Yes, I certainly can.
Immigration is very important labour for our country, but the reality is that we are out in the rural areas, where there isn't public transportation, and very often immigrants are going into the large centres where there are vibrant immigrant communities that support them and can give them all the supports they need.
Therefore, it's very difficult to have them come out to the farm. I have done this; I've supplied work for farms. Very often the people you get are ones who have their very first jobs, who have never worked before, and we can provide some of them with a reference when they're finished. But there just aren't enough of them who are even interested in trying that. We are very much reliant on the temporary foreign workers who come in from other countries. In particular, in horticulture, we tend to use SAWP, which is a stand-alone program that is very well regulated and the contracts are done with the sending countries, so those countries know exactly what their citizens are walking into.

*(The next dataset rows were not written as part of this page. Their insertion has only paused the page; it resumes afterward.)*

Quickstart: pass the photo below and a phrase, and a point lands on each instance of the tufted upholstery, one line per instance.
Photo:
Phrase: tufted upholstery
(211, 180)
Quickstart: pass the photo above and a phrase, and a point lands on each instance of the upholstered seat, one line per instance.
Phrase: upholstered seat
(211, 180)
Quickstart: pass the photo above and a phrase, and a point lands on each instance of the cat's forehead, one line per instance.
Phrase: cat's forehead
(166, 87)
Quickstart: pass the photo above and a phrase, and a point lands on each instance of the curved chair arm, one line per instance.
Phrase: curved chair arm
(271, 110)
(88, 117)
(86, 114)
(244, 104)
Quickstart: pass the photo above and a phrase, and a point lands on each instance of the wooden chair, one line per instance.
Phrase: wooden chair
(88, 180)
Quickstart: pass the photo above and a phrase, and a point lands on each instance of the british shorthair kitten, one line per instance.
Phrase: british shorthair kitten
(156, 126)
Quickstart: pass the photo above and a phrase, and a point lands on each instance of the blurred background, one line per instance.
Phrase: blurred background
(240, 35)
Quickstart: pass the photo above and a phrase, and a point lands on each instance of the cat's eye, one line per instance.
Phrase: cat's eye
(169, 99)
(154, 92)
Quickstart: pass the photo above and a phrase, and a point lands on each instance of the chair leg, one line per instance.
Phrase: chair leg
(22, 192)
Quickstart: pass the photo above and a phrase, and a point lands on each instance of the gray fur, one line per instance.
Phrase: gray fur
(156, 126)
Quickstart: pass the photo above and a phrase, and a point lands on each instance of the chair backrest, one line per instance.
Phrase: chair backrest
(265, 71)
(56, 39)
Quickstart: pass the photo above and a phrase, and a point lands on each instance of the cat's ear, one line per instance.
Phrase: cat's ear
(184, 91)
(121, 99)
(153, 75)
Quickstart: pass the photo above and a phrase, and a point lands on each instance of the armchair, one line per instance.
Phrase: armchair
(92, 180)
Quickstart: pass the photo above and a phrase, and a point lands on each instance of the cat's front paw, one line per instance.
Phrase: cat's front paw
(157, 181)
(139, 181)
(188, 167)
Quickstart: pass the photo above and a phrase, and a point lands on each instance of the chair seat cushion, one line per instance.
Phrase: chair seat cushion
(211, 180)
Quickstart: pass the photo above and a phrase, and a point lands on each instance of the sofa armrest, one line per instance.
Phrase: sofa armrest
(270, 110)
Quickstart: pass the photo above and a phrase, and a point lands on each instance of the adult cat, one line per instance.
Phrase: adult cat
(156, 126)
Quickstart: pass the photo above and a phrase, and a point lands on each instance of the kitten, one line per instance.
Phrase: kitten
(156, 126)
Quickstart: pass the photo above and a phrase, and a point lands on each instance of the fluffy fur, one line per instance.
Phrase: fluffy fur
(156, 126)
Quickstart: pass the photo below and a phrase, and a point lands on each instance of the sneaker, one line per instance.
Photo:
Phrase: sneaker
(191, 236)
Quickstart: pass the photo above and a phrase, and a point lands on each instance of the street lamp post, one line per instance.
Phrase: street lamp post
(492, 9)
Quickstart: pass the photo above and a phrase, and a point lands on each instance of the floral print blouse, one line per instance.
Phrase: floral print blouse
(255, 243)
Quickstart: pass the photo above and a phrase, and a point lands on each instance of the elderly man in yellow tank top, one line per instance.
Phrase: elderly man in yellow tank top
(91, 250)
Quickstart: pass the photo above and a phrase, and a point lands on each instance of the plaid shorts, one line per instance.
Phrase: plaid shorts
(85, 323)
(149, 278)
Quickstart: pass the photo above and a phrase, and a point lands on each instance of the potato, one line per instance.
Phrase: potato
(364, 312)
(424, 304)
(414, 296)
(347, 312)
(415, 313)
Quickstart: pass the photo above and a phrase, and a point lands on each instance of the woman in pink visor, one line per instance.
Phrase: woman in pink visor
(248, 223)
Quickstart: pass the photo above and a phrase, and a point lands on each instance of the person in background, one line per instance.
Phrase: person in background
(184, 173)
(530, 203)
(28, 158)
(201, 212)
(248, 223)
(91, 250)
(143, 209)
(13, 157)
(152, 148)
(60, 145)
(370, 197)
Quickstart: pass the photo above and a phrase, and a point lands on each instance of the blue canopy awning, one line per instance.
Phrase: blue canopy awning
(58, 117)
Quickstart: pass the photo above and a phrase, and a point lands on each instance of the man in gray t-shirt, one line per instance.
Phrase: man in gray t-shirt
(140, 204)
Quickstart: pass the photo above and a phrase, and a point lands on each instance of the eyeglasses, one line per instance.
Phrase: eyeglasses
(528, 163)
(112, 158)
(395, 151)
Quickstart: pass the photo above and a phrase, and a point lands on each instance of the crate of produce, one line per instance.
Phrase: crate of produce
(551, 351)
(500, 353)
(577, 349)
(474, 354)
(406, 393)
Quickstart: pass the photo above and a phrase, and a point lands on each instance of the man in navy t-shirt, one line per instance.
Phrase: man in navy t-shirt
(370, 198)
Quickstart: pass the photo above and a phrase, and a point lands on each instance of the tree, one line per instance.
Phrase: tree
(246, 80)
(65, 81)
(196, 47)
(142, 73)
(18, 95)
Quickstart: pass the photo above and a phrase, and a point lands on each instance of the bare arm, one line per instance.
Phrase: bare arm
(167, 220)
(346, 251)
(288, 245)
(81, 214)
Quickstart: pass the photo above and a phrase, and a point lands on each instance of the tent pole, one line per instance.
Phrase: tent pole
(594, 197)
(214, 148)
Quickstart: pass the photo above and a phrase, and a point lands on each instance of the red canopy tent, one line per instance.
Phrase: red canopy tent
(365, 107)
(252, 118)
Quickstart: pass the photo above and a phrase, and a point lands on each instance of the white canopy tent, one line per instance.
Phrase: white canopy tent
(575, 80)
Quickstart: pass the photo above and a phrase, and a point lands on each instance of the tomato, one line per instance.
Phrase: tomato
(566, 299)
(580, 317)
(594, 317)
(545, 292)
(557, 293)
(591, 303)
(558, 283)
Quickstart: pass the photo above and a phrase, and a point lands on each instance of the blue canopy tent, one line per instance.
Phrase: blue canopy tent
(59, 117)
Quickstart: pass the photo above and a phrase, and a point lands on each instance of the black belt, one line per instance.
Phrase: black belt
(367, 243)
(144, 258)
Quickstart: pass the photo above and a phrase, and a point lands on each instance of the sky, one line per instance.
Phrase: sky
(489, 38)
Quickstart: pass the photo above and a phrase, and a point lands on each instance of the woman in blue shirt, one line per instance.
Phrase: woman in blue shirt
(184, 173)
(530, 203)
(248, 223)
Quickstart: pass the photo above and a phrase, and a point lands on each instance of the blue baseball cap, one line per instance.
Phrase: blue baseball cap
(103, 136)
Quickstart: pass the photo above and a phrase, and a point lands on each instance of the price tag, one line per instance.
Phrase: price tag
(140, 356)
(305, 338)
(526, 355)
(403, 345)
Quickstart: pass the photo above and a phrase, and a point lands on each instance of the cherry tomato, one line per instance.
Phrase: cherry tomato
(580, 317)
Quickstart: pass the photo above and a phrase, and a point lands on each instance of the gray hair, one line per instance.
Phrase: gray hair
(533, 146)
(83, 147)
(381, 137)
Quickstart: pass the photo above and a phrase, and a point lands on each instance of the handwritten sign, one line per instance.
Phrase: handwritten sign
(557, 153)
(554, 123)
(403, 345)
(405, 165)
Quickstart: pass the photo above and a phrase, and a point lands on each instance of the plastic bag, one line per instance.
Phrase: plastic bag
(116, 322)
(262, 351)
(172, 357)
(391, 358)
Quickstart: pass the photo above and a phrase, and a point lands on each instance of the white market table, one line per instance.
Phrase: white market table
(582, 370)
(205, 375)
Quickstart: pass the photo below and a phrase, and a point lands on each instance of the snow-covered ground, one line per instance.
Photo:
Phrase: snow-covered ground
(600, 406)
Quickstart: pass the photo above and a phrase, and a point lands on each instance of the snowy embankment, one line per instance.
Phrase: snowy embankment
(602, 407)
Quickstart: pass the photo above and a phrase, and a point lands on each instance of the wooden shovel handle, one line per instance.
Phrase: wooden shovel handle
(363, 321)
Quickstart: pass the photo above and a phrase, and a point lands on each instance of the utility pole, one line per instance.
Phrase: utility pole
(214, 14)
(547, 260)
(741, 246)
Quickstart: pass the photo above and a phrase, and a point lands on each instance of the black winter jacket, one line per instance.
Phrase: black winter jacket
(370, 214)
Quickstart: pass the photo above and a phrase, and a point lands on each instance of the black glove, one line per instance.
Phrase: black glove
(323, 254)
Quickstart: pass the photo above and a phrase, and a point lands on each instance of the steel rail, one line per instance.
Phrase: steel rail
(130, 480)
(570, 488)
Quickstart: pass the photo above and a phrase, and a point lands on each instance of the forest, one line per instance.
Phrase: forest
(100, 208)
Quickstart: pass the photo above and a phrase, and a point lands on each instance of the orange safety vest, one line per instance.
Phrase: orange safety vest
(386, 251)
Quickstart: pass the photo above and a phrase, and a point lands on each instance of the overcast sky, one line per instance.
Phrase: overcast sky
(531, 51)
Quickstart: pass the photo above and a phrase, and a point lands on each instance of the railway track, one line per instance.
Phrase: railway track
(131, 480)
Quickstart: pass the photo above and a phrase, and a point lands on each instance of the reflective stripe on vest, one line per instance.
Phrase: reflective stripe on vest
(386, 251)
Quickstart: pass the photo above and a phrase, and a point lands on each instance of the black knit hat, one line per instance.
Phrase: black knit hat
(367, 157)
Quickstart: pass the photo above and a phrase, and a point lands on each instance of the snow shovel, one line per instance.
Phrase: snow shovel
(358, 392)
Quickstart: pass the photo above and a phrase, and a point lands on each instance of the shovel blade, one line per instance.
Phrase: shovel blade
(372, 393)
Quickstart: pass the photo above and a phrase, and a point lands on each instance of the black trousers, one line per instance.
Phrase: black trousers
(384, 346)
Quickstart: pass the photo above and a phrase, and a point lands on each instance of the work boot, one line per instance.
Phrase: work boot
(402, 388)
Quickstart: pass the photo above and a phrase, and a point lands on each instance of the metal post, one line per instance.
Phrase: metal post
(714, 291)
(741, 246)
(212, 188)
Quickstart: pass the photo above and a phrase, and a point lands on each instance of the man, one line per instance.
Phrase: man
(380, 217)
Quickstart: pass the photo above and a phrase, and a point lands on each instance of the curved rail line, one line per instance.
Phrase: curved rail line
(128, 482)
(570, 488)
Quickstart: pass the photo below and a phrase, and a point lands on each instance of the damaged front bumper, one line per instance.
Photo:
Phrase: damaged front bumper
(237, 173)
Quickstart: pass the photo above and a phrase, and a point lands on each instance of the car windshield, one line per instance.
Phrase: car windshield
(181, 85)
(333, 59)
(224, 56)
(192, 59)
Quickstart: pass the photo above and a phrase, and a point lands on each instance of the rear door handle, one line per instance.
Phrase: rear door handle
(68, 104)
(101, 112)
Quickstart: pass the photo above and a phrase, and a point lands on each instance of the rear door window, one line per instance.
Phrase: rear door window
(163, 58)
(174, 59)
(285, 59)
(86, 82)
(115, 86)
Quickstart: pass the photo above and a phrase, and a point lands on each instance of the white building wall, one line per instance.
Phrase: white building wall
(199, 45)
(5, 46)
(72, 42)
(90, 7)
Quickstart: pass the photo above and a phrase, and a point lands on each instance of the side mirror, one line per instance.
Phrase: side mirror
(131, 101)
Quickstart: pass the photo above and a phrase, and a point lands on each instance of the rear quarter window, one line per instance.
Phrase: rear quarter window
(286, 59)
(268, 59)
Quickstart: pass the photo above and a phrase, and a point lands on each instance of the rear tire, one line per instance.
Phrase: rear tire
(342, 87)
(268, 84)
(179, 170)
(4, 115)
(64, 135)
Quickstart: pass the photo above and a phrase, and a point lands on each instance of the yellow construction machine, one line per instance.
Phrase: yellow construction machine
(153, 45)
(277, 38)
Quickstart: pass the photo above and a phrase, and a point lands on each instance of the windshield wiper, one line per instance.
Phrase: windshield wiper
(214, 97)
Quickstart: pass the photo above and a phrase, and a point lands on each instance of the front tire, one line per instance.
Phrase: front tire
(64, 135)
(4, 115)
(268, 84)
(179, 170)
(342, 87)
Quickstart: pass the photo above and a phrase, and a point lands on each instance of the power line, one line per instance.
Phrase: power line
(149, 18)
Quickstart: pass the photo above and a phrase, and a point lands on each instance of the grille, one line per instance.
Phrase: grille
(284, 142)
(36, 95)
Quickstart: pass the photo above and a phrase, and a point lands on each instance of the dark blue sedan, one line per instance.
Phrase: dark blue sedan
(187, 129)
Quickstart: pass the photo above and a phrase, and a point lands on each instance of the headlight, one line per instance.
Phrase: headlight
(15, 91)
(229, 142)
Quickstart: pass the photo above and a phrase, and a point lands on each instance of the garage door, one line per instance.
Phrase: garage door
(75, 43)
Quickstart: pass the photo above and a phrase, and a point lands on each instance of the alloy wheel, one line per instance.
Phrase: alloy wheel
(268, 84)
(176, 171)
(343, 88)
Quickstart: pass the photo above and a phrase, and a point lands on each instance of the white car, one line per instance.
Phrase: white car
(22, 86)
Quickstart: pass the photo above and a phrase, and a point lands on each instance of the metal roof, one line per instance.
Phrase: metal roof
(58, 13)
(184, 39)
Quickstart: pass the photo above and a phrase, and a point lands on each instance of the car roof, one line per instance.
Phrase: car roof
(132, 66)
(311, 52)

They're long and ongoing programs that have been with us for 50 years. We are well familiar with these workers; many of them come back year after year. If there is a position that opens that we cannot fill and that becomes a year-round position, very often we will go to those employees and see if we can help them immigrate to fill those positions. But the reality is that on my farm, I start harvesting asparagus in May and I finish harvesting carrots and broccoli and squash in October, and that's it. Canadians, rightfully, would like a job that will pay the bills year-round. There is nothing wrong with that, except that it leaves us looking for someone to do a job in a time frame when there is no one available.
Some people have suggested students and that kind of thing, but it also doesn't doesn't encompass the time frame, May to October, for any of the school years that are encompassed. It does mean that we go looking outside of our sources. Certainly, here on our farm, we've been using the SAWP program since the early 1980s, so there's been a demonstrable lack of local labour for 40-plus years.